Blacksmith Infosec reviews — what users really think

Blacksmith InfoSec is built for Managed Service Providers who handle cybersecurity and compliance for multiple small to medium businesses. The centralized dashboard saves time by letting MSPs manage all their clients from one place.

• MSP Owners/Managers who need to oversee numerous client accounts from one interface without jumping between systems.
• Compliance Specialists who want to generate customizable security policies in minutes across frameworks like NIST, HIPAA, SOC 2, and CMMC instead of building them from scratch.
• IT Security Professionals who need a risk register to track security threats and show clients where vulnerabilities exist.
• IT Service Providers looking to add compliance services as a revenue stream with straightforward pricing they can bill predictably.
• Security Trainers who need built-in awareness modules with automatic enrollment and progress tracking instead of cobbling together training from multiple sources.
• Small to Medium-Sized Businesses in regulated industries who need to meet compliance requirements but can't afford a dedicated compliance team.

The platform is used across regulated industries like healthcare, financial services, and government contractors.

Blacksmith InfoSec is flying under the radar right now. There's not much chatter on Reddit or other platforms about actual user experience. They offer Compliance-as-a-Service tools for Managed Service Providers, but the quiet makes it hard to gauge how well the platform performs in practice.

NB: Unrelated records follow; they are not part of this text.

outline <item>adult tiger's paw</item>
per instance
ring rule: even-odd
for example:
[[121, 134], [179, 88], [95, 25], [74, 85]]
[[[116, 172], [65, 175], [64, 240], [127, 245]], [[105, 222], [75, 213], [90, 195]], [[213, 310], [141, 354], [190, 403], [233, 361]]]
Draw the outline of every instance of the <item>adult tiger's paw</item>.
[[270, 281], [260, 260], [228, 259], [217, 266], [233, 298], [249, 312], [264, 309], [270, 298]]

The silence doesn't necessarily mean anything negative—it could just indicate they're a niche service that hasn't generated much discussion. Potential customers will need to dig deeper directly with the company to understand their security policy management and compliance roadmaps. For now, the internet opinion meter is more of a blank slate than a clear signal.

• Custom Security Policies: Generate tailored security policies for each client in minutes, supporting multiple compliance frameworks including NIST, HIPAA, SOC 2, and CMMC with an interface that ensures consistency across different business environments.
• Personalized Compliance Roadmap: Automatically create a prioritized compliance checklist customized for each client that guides them through security best practices, focusing on critical measures first.
• Risk Management: Track security and business risks in a risk register, with assessment tools that help clients decide where to invest in protection.
• Security Awareness Training: Default and specialized training modules that educate staff about business risks and compliance requirements, with automatic enrollment and progress tracking.
• Audit Tracking and User Access Reviews: Record policy acknowledgments, track training completions, and manage user system access to maintain security controls.
• Incident Response Planning: Build and maintain incident response plans that prepare clients for security events and help them respond quickly when issues occur.
• Centralized Management Dashboard: Manage multiple client accounts from a single interface, with real-time monitoring and scalable security program oversight.
• Custom Client Portal Branding: White-label the client portal with custom branding to maintain your MSP's identity.

• Monthly Plan costs $200 per month with no per-user fees, add-ons, or hidden charges.
• Annual Plan priced at $2,000 per year with a flat rate and no additional fees.
• Both plans include customized security policies, risk management tools, compliance roadmaps, security awareness training, and incident response planning.
• Free NFR (Not For Resale) license available to help MSPs improve their own compliance along with their clients.

Blacksmith InfoSec supports multiple compliance frameworks including NIST, HIPAA, SOC 2, CMMC, and other common industry standards. The platform generates security policies aligned with these frameworks, letting you customize security programs based on your clients' regulatory needs without being a compliance expert yourself.

You can create custom security policies in minutes using Blacksmith's interface. The platform streamlines what would typically be a time-consuming process, letting you quickly generate professional, tailored policies for each client. Once published, these policies automatically create prioritized compliance roadmaps so you can immediately start implementation.

Yes. Blacksmith offers a multi-tenant management system that lets you oversee all your clients from a single dashboard. This centralized view makes it simple to track compliance progress, manage risk registers, and monitor security training completion across your entire client base. The platform is built specifically for MSPs who manage security programs for multiple businesses at once.

The risk management feature includes a risk register that tracks both security and business risks. You can document threats, assess their potential impact, and create mitigation plans all in one place. The system lets you prioritize risks based on severity, track resolution progress, and generate reports for clients. This gives you a complete view of their security posture while helping clients make better risk-based decisions.

Blacksmith offers a free NFR (Not For Resale) license to help MSPs improve their own compliance while serving their clients. This lets you use the platform for your own internal security program without paying licensing fees. It's a way for MSPs to walk the walk on compliance while demonstrating the platform's value to potential clients.